En gros, l’intelligence artificielle est la capacité pour une machine d’observer l’information tirée de son environnement, puis de l’utiliser pour apprendre, résoudre des problèmes et prendre des décisions. Dans de nombreux secteurs, l’IA effectue un travail cognitif qui relevait auparavant de travailleurs. Voici quelques exemples.

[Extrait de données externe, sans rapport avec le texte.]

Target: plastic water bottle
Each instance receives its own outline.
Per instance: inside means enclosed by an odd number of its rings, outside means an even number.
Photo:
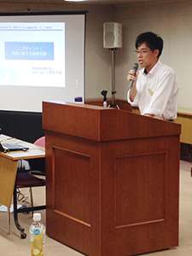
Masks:
[[[32,256],[44,256],[45,226],[40,221],[41,213],[34,213],[29,228]]]

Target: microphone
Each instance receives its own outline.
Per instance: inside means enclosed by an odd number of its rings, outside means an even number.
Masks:
[[[136,76],[137,71],[138,69],[138,64],[137,63],[134,63],[132,69],[133,69],[133,71],[135,71],[135,76]],[[133,83],[134,83],[133,80],[130,81],[129,89],[132,88]]]

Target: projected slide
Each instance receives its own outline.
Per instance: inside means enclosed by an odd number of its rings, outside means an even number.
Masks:
[[[65,22],[7,22],[0,33],[0,85],[66,86]]]

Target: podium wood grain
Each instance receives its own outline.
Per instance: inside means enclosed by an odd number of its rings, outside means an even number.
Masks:
[[[44,102],[47,234],[90,256],[178,245],[180,125]]]

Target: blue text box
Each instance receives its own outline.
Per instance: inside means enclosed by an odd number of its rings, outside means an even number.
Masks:
[[[5,42],[6,60],[54,60],[52,42]]]

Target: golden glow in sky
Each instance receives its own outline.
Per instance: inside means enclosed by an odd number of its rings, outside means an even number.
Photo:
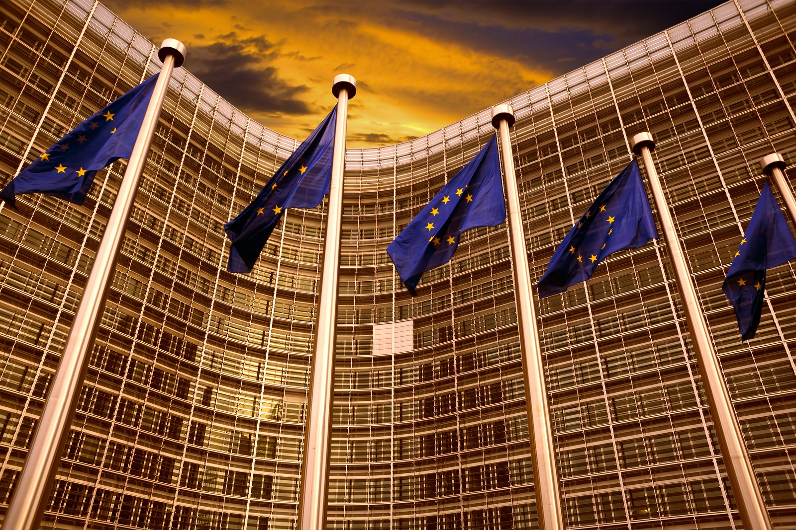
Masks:
[[[372,147],[444,127],[717,2],[674,2],[699,6],[638,36],[578,13],[603,4],[610,18],[622,2],[106,3],[155,44],[181,41],[185,68],[295,138],[335,104],[334,75],[353,75],[348,145]]]

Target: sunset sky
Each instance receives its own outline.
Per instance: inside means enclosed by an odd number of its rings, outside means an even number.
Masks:
[[[705,11],[715,0],[107,0],[274,130],[303,139],[357,79],[348,145],[427,134]]]

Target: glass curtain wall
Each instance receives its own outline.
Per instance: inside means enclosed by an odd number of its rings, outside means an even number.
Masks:
[[[534,278],[652,133],[778,528],[796,528],[796,264],[770,271],[747,343],[720,284],[758,160],[794,161],[794,40],[796,2],[731,2],[510,100]],[[3,3],[2,184],[159,67],[100,4]],[[537,525],[505,225],[466,233],[415,298],[384,252],[492,134],[486,109],[347,151],[330,528]],[[175,71],[47,528],[295,528],[326,203],[288,211],[249,275],[226,273],[222,225],[297,145]],[[0,208],[0,511],[123,171],[81,207]],[[680,304],[662,241],[538,303],[568,528],[739,525]]]

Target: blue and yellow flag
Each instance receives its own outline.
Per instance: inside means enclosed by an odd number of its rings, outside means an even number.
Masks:
[[[420,277],[447,263],[466,230],[505,220],[497,137],[466,164],[387,247],[412,296]]]
[[[16,207],[15,195],[46,193],[82,204],[94,175],[130,158],[158,74],[100,110],[43,153],[0,191]]]
[[[224,225],[232,244],[227,270],[250,273],[286,208],[314,208],[329,193],[338,109],[334,107],[260,190]]]
[[[796,241],[767,182],[721,286],[736,309],[743,340],[754,339],[760,323],[766,269],[794,257]]]
[[[657,238],[638,163],[634,159],[561,242],[537,284],[539,296],[564,292],[591,278],[609,254],[638,249]]]

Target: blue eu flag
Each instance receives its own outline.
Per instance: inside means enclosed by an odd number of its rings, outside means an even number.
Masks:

  • Les applications de l’IA sont courantes et gagnent du terrain dans les secteurs où il y a déjà une pénurie de main-d’œuvre. L’agriculture en est un bon exemple : des entreprises créent des robots capables de faire les récoltes à plus grande échelle et plus vite que les humains et de surveiller les cultures et le sol, ainsi que des modèles d’apprentissage automatique capables de prédire les impacts environnementaux sur le rendement des cultures.
  •  Les secteurs qui nécessitent beaucoup de contacts avec la clientèle (vente au détail, voyages, hébergement, etc.) intègrent de plus en plus les robots conversationnels à l’expérience client.
  • Les sociétés énergétiques et minières utilisent l’IA cognitive pour réduire les contretemps dans les horaires portuaires et surveiller les navires‑citernes pour déterminer quand ils quittent le port, où ils vont et quelle quantité de pétrole ou de gaz naturel liquéfié ils transportent.
  • L’IA peut être utilisée en développement de logiciels, notamment pour modéliser de nouvelles applications ayant la bonne architecture et offrant la bonne expérience aux utilisateurs, ou pour analyser la valeur et les retombées pour l’organisation.

L’essor de l’automatisation et des technologies recèle de nombreux avantages potentiels pour les exportateurs canadiens, qui pourront faire plus avec moins.

Les risques de l’intelligence artificielle

Mais l’automatisation pose aussi des risques pour l’économie mondiale.

Les percées de l’IA et de l’apprentissage automatique se sont multipliées ces dernières années. Il s’est créé de plus en plus d’applications potentielles dans des domaines longtemps vus comme la chasse gardée de l’humain. Cela dit, l’automatisation et les technologies sont désormais considérées comme l’un des principaux risques à gérer pour les exportateurs canadiens qui se lancent sur de nouveaux marchés.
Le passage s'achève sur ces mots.